For those of us who have learned to refer to LCDM as the “standard model” of cosmology, it gave an insight into the range of alternatives out there, while those in the community hoping to slay the LCDM dragon were reminded that, outrageous and ugly as it may seem, LCDM continues to be notoriously tough to beat with observational evidence.
With a four hour lunch break and daily discussion groups, this conference truly deserved to be called a “workshop”. Rather than a never-ending series of presentations, the number of talks was limited in favour of opportunities for interactions and discussions. I got to share a working group on the small scale challenges to LCDM together with Matteo Viel and Marcel Pawloski – and while there was disagreement on the most likely solutions to the Local Group’s puzzles, it reminded me of the fact that these problems are still considered serious by many in the field, and certainly worthy of investigating.

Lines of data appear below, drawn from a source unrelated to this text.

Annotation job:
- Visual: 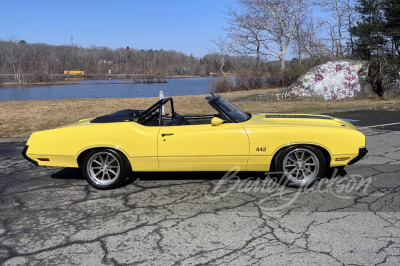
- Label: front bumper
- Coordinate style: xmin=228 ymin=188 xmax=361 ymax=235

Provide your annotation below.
xmin=22 ymin=145 xmax=38 ymax=166
xmin=348 ymin=147 xmax=368 ymax=165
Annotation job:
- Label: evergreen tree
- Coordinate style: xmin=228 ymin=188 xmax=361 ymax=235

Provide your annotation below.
xmin=382 ymin=0 xmax=400 ymax=57
xmin=352 ymin=0 xmax=387 ymax=59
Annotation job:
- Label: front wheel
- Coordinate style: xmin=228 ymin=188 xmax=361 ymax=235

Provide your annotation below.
xmin=275 ymin=145 xmax=326 ymax=187
xmin=82 ymin=149 xmax=129 ymax=189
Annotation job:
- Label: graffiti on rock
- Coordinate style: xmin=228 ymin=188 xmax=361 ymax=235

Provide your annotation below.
xmin=288 ymin=61 xmax=368 ymax=100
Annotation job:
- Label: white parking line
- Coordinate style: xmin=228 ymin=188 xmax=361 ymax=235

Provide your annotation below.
xmin=360 ymin=122 xmax=400 ymax=128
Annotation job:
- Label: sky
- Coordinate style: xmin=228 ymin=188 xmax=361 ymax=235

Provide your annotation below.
xmin=0 ymin=0 xmax=234 ymax=57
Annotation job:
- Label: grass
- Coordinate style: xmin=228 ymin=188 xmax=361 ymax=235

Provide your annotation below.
xmin=1 ymin=88 xmax=399 ymax=137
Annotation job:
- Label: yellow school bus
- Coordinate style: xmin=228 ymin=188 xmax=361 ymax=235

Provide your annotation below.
xmin=64 ymin=70 xmax=85 ymax=75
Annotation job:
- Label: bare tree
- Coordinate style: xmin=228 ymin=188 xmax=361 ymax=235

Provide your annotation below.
xmin=319 ymin=0 xmax=355 ymax=58
xmin=0 ymin=38 xmax=258 ymax=81
xmin=346 ymin=0 xmax=356 ymax=55
xmin=210 ymin=36 xmax=230 ymax=75
xmin=225 ymin=4 xmax=264 ymax=70
xmin=225 ymin=0 xmax=314 ymax=73
xmin=294 ymin=18 xmax=330 ymax=63
xmin=7 ymin=40 xmax=22 ymax=83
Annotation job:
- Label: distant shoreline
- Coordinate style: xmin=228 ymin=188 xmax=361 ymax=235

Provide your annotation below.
xmin=97 ymin=80 xmax=167 ymax=85
xmin=0 ymin=75 xmax=218 ymax=87
xmin=0 ymin=81 xmax=80 ymax=87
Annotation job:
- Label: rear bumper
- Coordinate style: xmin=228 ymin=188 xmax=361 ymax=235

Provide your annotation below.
xmin=22 ymin=145 xmax=38 ymax=166
xmin=348 ymin=147 xmax=368 ymax=165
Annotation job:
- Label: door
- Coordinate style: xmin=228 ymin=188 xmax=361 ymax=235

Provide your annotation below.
xmin=158 ymin=123 xmax=249 ymax=171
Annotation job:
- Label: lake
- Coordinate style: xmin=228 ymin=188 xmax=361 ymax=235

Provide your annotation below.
xmin=0 ymin=77 xmax=217 ymax=101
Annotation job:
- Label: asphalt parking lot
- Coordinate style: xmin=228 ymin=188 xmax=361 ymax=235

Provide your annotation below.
xmin=0 ymin=110 xmax=399 ymax=265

Indeed, while much attention (and money) for stress-testing LCDM is focused on future large-scale experiments such as Euclid, the fate of the CDM part of our current model may well depend on the scales testable within our own Local Group. In his talk, Marcel showed some plots on satellite alignments within the Local Group, which taken at face value would be hard to dismiss – clearly, if all of the properties of the Local Group satellites are ubiquitous in other galaxies, LCDM is in trouble. While our own simulations (and others) indicate that satellite systems like those of the Milky Way are perfectly consistent within LCDM, the question then becomes which properties of the Local Group are rare features, and which are truly universal. As Roy Maartens reminded us in his talk, the Copernican condition that the Universe should be homogeneous and isotropic on large scales is by no means trivial – and we may already know enough about the Local Group that it should come as no surprise if some of its features turn out to be quite rare.

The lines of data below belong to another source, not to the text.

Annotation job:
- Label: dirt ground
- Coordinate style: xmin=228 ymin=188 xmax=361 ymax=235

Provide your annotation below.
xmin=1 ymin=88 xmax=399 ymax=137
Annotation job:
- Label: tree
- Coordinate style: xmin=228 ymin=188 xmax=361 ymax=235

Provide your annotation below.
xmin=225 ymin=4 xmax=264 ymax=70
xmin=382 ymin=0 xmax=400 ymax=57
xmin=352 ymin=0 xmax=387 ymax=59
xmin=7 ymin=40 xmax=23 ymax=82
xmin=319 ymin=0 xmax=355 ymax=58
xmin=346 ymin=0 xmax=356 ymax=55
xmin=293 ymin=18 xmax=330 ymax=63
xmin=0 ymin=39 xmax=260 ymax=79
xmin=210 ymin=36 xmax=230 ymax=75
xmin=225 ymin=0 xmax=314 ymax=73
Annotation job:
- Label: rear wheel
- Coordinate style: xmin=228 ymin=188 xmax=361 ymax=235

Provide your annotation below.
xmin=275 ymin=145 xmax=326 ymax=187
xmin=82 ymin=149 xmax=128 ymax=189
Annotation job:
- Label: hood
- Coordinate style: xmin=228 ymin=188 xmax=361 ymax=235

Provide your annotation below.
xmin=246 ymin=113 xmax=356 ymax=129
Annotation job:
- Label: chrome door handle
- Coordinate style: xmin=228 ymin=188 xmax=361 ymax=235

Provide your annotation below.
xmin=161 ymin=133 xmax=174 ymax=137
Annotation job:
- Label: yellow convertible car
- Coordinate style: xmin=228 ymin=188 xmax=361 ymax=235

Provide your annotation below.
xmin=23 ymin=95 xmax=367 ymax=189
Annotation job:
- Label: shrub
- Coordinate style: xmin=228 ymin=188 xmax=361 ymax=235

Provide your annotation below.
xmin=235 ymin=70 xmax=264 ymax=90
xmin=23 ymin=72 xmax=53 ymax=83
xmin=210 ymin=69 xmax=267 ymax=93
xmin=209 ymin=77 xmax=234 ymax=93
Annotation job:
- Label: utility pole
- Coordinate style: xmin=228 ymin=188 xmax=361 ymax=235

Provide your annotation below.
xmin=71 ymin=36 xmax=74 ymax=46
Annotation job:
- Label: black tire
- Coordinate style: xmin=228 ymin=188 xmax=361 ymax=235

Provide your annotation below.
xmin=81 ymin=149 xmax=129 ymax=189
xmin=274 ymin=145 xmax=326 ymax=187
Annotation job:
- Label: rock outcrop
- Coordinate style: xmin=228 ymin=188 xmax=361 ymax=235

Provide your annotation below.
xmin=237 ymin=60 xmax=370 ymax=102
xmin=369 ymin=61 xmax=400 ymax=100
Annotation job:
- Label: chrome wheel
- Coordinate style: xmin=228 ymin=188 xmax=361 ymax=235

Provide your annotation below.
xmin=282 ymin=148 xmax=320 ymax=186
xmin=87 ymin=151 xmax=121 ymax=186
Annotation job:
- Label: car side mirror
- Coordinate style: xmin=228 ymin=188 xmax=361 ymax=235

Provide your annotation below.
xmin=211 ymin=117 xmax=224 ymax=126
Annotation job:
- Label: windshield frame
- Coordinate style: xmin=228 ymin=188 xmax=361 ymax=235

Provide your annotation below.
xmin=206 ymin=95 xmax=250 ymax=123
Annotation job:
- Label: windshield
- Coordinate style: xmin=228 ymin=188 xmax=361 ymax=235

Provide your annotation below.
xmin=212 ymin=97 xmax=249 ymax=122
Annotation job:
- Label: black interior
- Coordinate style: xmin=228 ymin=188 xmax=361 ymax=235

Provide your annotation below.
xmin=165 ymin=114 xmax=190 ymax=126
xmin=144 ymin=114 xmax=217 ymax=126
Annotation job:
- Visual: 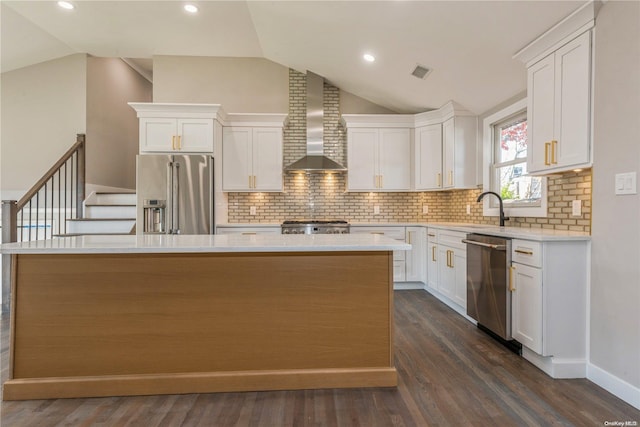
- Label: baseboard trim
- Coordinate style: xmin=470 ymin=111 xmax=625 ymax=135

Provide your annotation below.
xmin=587 ymin=363 xmax=640 ymax=410
xmin=521 ymin=348 xmax=587 ymax=378
xmin=393 ymin=282 xmax=424 ymax=290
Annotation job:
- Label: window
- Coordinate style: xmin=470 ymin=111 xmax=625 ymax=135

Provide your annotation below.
xmin=492 ymin=112 xmax=542 ymax=206
xmin=482 ymin=98 xmax=547 ymax=218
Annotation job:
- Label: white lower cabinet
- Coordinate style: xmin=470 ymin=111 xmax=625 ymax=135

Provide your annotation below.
xmin=511 ymin=262 xmax=543 ymax=354
xmin=405 ymin=227 xmax=426 ymax=282
xmin=509 ymin=238 xmax=589 ymax=378
xmin=426 ymin=230 xmax=439 ymax=291
xmin=350 ymin=225 xmax=425 ymax=285
xmin=435 ymin=230 xmax=467 ymax=309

Perhaps the fact that my work, describing how baryons solve many of the Local Group’s puzzles, won the “best poster” prize, shows that even an audience of LCDM skeptics agrees that more work is needed in making the connection between theory and observations by studying galaxy formation – although there is a distinct possibility that they were just dazzled by the augmented reality aspects, made possible by Jascha Schewtschenko’s free DARO software.

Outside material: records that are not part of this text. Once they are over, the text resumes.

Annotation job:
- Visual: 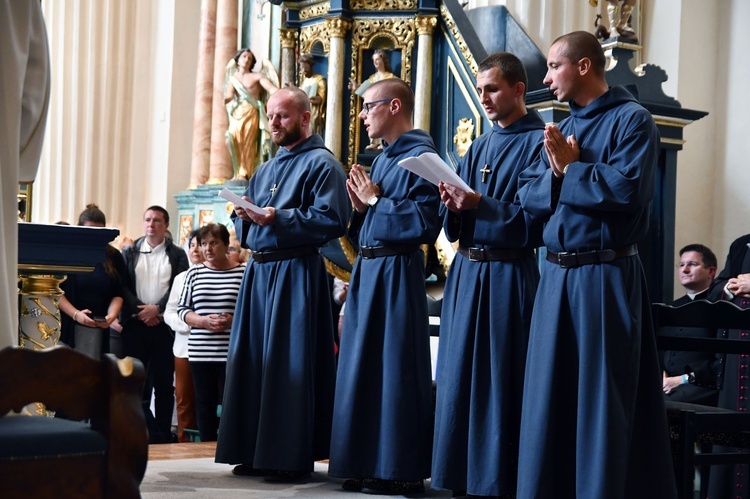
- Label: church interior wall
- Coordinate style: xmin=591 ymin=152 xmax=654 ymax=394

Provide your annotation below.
xmin=712 ymin=0 xmax=750 ymax=276
xmin=645 ymin=0 xmax=720 ymax=297
xmin=165 ymin=1 xmax=201 ymax=229
xmin=28 ymin=0 xmax=748 ymax=300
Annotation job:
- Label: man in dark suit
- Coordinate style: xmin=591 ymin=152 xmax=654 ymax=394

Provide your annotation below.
xmin=661 ymin=243 xmax=719 ymax=405
xmin=707 ymin=234 xmax=750 ymax=497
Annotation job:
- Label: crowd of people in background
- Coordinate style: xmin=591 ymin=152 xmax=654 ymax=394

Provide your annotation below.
xmin=51 ymin=30 xmax=750 ymax=498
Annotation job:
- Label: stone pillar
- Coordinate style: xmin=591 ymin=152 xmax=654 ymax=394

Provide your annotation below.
xmin=414 ymin=15 xmax=437 ymax=132
xmin=324 ymin=18 xmax=352 ymax=161
xmin=207 ymin=0 xmax=238 ymax=184
xmin=189 ymin=0 xmax=218 ymax=188
xmin=280 ymin=28 xmax=298 ymax=87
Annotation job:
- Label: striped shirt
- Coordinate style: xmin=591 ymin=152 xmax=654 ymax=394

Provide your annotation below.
xmin=177 ymin=263 xmax=245 ymax=362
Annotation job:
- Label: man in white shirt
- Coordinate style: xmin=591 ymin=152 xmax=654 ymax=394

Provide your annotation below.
xmin=121 ymin=206 xmax=188 ymax=443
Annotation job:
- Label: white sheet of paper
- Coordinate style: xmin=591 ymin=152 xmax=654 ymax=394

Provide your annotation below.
xmin=397 ymin=152 xmax=474 ymax=193
xmin=218 ymin=188 xmax=269 ymax=215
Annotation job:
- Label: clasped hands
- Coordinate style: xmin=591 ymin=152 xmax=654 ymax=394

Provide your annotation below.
xmin=544 ymin=124 xmax=580 ymax=178
xmin=727 ymin=273 xmax=750 ymax=297
xmin=234 ymin=199 xmax=276 ymax=227
xmin=347 ymin=164 xmax=380 ymax=213
xmin=202 ymin=313 xmax=233 ymax=332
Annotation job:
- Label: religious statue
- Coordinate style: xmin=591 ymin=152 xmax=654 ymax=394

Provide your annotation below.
xmin=453 ymin=118 xmax=475 ymax=158
xmin=224 ymin=48 xmax=279 ymax=180
xmin=299 ymin=53 xmax=327 ymax=137
xmin=591 ymin=0 xmax=638 ymax=42
xmin=349 ymin=49 xmax=398 ymax=151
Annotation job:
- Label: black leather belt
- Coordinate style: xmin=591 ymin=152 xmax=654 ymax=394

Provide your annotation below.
xmin=546 ymin=244 xmax=638 ymax=268
xmin=458 ymin=245 xmax=532 ymax=262
xmin=359 ymin=245 xmax=420 ymax=259
xmin=252 ymin=245 xmax=319 ymax=263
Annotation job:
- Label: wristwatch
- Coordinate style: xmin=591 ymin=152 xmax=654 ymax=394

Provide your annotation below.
xmin=368 ymin=195 xmax=380 ymax=207
xmin=687 ymin=372 xmax=696 ymax=384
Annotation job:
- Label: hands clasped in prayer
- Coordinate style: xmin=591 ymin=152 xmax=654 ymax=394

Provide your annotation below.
xmin=234 ymin=199 xmax=276 ymax=226
xmin=544 ymin=124 xmax=580 ymax=177
xmin=347 ymin=164 xmax=380 ymax=213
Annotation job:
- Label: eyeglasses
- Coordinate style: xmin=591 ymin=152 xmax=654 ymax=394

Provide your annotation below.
xmin=362 ymin=98 xmax=393 ymax=114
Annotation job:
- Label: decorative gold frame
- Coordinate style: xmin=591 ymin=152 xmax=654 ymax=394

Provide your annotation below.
xmin=444 ymin=57 xmax=482 ymax=169
xmin=299 ymin=20 xmax=330 ymax=54
xmin=350 ymin=0 xmax=416 ymax=10
xmin=347 ymin=17 xmax=416 ymax=166
xmin=18 ymin=183 xmax=32 ymax=222
xmin=299 ymin=2 xmax=330 ymax=20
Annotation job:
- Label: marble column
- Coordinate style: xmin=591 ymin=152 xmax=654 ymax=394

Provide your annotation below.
xmin=324 ymin=18 xmax=352 ymax=161
xmin=280 ymin=28 xmax=298 ymax=87
xmin=189 ymin=0 xmax=218 ymax=188
xmin=207 ymin=0 xmax=238 ymax=184
xmin=414 ymin=15 xmax=437 ymax=132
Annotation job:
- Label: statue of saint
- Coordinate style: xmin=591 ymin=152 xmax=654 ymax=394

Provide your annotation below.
xmin=592 ymin=0 xmax=638 ymax=42
xmin=348 ymin=49 xmax=398 ymax=151
xmin=299 ymin=53 xmax=327 ymax=137
xmin=224 ymin=48 xmax=279 ymax=180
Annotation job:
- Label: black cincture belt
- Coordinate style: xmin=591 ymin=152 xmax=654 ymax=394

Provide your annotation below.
xmin=458 ymin=245 xmax=532 ymax=262
xmin=252 ymin=245 xmax=319 ymax=263
xmin=546 ymin=244 xmax=638 ymax=269
xmin=359 ymin=245 xmax=420 ymax=259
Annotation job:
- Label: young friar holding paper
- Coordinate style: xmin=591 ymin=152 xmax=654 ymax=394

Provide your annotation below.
xmin=431 ymin=52 xmax=546 ymax=498
xmin=328 ymin=78 xmax=441 ymax=495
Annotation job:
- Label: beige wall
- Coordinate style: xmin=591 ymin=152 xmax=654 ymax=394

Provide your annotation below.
xmin=33 ymin=0 xmax=200 ymax=241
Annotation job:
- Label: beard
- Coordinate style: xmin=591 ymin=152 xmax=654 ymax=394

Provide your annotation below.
xmin=272 ymin=120 xmax=303 ymax=147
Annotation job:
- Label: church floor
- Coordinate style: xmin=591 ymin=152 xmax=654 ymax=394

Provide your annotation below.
xmin=142 ymin=441 xmax=452 ymax=498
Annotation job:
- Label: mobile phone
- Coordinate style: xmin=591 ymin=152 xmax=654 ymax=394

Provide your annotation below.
xmin=89 ymin=315 xmax=107 ymax=322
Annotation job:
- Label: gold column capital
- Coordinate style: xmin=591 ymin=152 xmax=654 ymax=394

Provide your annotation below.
xmin=415 ymin=15 xmax=438 ymax=36
xmin=280 ymin=28 xmax=298 ymax=49
xmin=326 ymin=17 xmax=352 ymax=38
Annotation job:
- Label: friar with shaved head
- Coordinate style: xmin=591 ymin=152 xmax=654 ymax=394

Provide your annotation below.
xmin=516 ymin=31 xmax=677 ymax=498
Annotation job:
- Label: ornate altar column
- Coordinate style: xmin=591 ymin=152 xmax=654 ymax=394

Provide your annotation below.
xmin=280 ymin=28 xmax=298 ymax=87
xmin=414 ymin=15 xmax=437 ymax=132
xmin=17 ymin=224 xmax=119 ymax=351
xmin=207 ymin=0 xmax=238 ymax=184
xmin=189 ymin=0 xmax=218 ymax=188
xmin=324 ymin=18 xmax=352 ymax=161
xmin=18 ymin=275 xmax=66 ymax=350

Beyond the science (of which there was a lot) and the prize, the Holmenkollen had a lot more to offer. While we decided against staying at the (admittedly fabulous) conference hotel in favour of a cheaper B&B in town, we still got to enjoy the fantastic surroundings during the generous lunch breaks, which not only left time for discussions, but also quite a few runs up and down the Holmenkollen. Being a vegetarian in Norway turned out to be even easier than running on the snow and ice, and both are no doubt a lot less challenging (but just as enjoyable) as trying to get to the bottom of LCDM. I’m already looking forward to Beyond LCDM².